Seven Hong Kong publishers have participated in an advisory service provided by the Education Bureau to review liberal studies textbooks amid public concern over quality and political bias.

The move came after former chief executive Tung Chee-hwa blamed the subject for making Hong Kong’s young people more radical and for the violent protests over the fugitive bill saga, while other pro-establishment lawmakers earlier suggested canceling the subject as mandatory in the Diploma of Secondary Education exam, which is the university entrance exam in the city.

The education sector urged the bureau to fully explain the new service or else it could be seen as a political intervention in the current political situation by scrutinizing the textbook’s content.
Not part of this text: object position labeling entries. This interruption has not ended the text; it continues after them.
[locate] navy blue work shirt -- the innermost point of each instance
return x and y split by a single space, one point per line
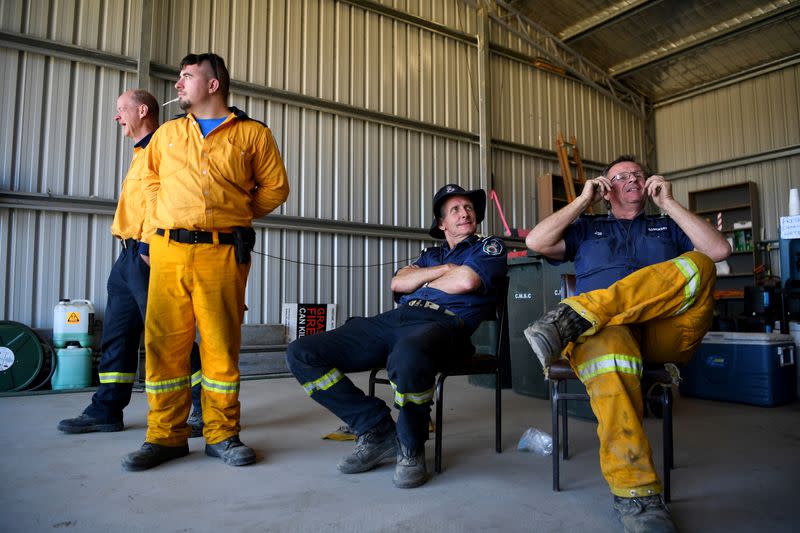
606 249
486 256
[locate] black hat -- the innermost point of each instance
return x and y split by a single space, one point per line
477 197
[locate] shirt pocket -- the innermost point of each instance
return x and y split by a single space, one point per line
174 157
658 247
595 255
235 164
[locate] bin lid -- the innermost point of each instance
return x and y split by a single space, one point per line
522 257
740 337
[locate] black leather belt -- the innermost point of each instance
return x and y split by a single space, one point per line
430 305
186 236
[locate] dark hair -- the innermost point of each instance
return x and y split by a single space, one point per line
140 96
217 65
622 159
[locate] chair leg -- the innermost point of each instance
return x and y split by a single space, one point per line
498 445
554 406
564 422
437 439
666 399
372 375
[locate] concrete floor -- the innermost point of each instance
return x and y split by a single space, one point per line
737 469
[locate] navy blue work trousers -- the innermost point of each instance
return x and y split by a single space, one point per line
411 342
123 324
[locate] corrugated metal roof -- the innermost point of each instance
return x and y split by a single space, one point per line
665 48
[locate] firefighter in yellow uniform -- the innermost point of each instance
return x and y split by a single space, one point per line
210 173
137 115
645 290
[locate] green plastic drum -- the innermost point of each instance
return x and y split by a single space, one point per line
21 356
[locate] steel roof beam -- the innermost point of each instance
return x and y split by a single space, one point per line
554 50
756 17
602 19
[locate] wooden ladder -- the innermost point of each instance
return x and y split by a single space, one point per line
563 159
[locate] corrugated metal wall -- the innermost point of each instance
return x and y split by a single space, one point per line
746 131
372 113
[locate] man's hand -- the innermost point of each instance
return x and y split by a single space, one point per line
595 189
410 278
659 189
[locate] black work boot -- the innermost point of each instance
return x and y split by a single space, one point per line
232 452
647 514
372 447
150 455
195 422
410 470
88 424
549 335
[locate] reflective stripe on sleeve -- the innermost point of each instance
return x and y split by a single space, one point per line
613 362
420 398
690 288
167 385
324 383
117 377
223 387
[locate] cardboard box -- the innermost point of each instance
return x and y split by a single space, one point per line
307 319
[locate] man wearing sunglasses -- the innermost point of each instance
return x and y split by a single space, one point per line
210 172
645 287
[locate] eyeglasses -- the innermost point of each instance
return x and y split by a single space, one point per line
639 175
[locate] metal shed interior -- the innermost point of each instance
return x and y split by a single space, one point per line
375 104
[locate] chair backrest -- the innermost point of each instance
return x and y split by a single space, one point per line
567 285
491 337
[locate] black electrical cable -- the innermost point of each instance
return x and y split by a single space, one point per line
409 260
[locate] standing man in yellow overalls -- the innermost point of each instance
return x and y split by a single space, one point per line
210 173
645 287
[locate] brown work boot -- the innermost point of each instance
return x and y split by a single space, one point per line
647 514
232 451
150 455
410 471
549 335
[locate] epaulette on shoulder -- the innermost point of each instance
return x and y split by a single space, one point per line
244 116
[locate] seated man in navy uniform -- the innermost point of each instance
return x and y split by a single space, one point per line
443 296
645 294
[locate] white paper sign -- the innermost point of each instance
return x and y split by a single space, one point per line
790 227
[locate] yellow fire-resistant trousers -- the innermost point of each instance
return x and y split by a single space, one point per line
670 306
193 284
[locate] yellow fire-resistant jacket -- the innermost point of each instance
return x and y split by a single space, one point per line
218 182
129 219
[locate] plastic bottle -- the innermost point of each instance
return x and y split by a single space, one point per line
536 441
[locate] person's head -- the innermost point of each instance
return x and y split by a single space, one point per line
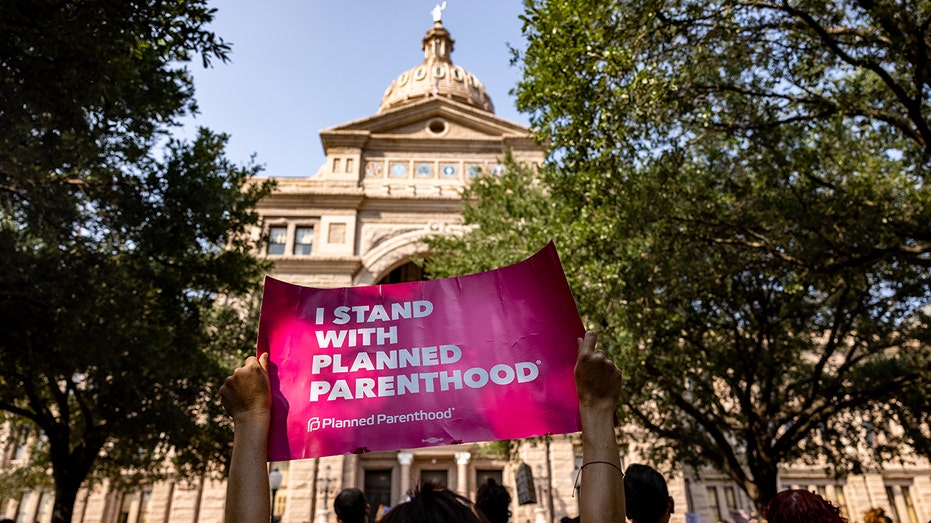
493 501
646 495
432 503
351 506
801 506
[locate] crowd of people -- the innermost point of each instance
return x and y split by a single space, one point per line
607 494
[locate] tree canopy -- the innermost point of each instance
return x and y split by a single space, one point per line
738 191
122 249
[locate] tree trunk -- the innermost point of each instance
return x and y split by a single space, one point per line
65 496
765 480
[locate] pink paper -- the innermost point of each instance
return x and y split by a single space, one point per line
481 357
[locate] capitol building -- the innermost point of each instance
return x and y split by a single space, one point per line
390 180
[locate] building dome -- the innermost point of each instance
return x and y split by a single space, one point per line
436 76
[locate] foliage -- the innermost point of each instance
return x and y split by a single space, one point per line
121 251
741 189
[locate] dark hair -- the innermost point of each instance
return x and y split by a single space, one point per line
493 501
646 494
432 503
801 506
350 505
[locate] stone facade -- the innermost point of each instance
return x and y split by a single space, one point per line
389 180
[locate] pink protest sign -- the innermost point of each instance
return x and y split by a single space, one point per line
482 357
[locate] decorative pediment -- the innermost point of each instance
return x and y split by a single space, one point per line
434 119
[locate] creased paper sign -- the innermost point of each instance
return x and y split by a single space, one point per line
482 357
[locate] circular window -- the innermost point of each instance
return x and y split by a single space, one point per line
437 126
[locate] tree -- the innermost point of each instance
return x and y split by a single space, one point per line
122 249
742 201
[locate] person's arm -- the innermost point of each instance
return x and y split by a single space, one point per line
598 385
246 397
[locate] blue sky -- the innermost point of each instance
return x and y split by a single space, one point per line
299 66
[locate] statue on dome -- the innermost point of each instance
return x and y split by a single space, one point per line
438 11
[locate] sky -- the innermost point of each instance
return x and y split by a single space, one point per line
300 66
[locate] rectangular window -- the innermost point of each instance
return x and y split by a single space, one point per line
440 477
21 515
125 507
713 504
909 505
144 506
303 240
841 500
482 476
277 236
730 497
45 507
377 491
890 495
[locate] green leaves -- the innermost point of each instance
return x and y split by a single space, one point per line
127 258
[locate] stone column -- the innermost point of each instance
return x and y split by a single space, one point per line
462 469
405 459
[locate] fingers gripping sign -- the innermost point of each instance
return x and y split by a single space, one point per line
246 393
597 379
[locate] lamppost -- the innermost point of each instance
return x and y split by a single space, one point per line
274 481
323 514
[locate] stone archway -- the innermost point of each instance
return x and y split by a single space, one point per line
394 254
405 272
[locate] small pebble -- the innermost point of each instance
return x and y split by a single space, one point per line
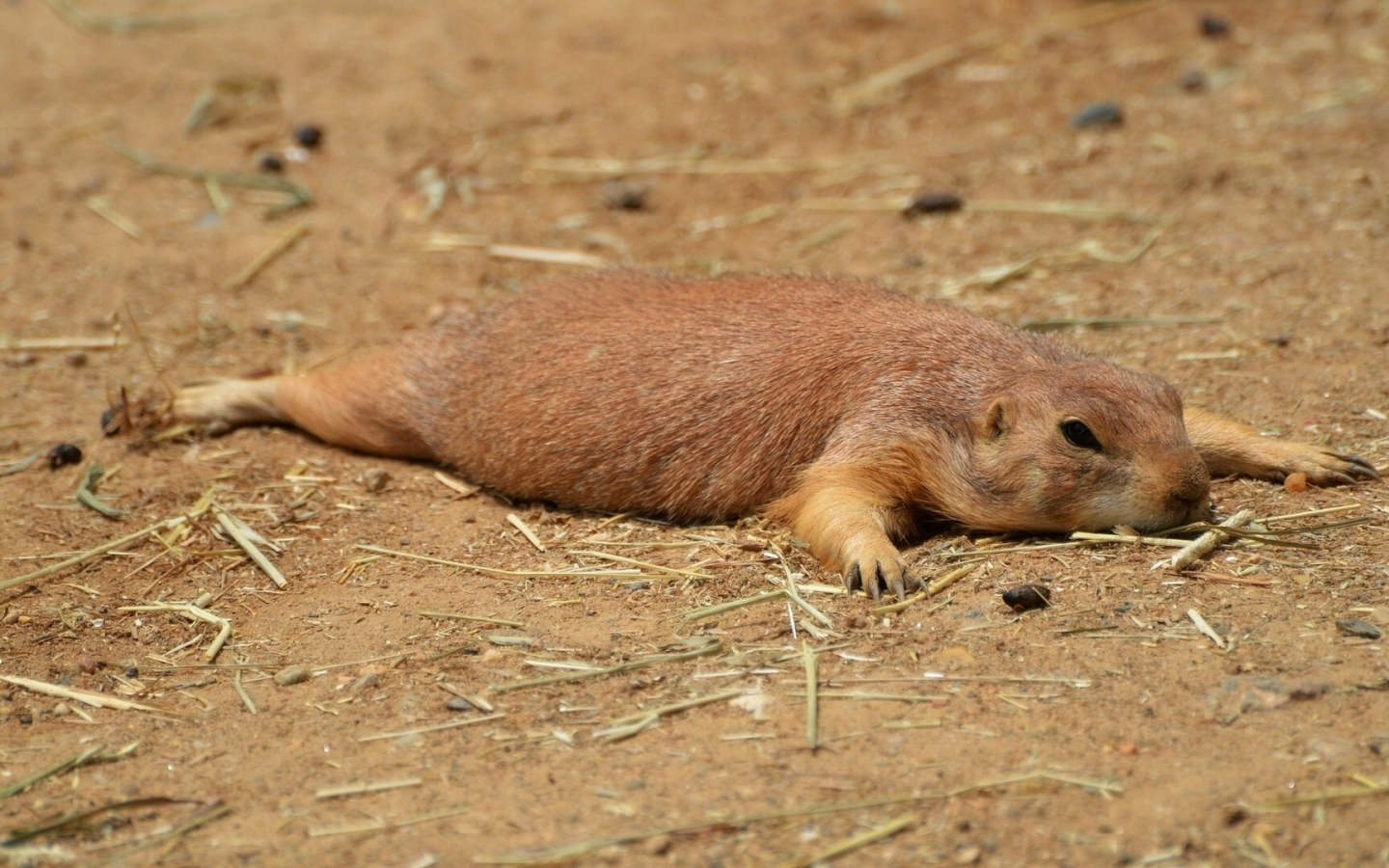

On Monday, Deputy Secretary for Education Hong Chan Tsui-wah wrote in the bureau’s blog that there have been concerns over radical teachers and biased teaching materials – especially those on liberal studies – and that they will adversely affect students and spread hate and prejudice.

Hong said the bureau fully understood the public concern. They decided to bring in a professional consultation service for publishers to “improve the quality” of the existing material published in liberal studies’ textbooks.

Hong said the consultation service was a consensus between the bureau and Hong Kong Association of Professional Education Publishing.

A spokesperson from the bureau said the group was formed by academia, special subject inspectors and educators, but no name list was provided, the Ming Pao Daily reported.

Liberal studies has been a compulsory subject since 2009 for Hong Kong senior secondary school students to expose them to issues of significance in Hong Kong and the world and foster critical thinking skills. It is a compulsory subject for students looking to enter local universities.

Unlike other subjects, the bureau does not scrutinize reference materials for liberal studies. Publishers still print and sell the reference materials as textbooks. But it was understood that teachers in general tend to use their own teaching materials and the textbooks are used for reference only.

The bureau said publishers who send their textbooks for review have to agree to follow up the recommendations from the bureau seriously.

The bureau’s websites showed seven publishers have participated in the service and they hoped to finish and revise the textbooks by the end of the ongoing school year. Those who participated in the advisory service would be named on the bureau’s “textbook list.”

Ip Kin-yuen, the education sector lawmaker and chief executive of the Hong Kong Professional Teachers’ Union said they don’t know the nature of the so-called professional consultation service. He questioned if the submissions were truly voluntary and who would be responsible for providing suggestions and the standards on offering such opinions.

Veteran liberal studies teacher Cheung Yui-fai said the bureau should believe in the professionalism of teachers when they prepare teaching materials and no consultation service was needed.

Teacher Tin Fong-chak said liberal studies was a subject with an open and diversified approach. Publishers have been doing well to decide on their own the selection of content based on the education bureau curriculum framework, even the viewpoints that the government may not agree with, Apple Daily reported.

He worried the “consultation service” was another way to scrutinize what to teach, which will affect freedom of discussion on the campus.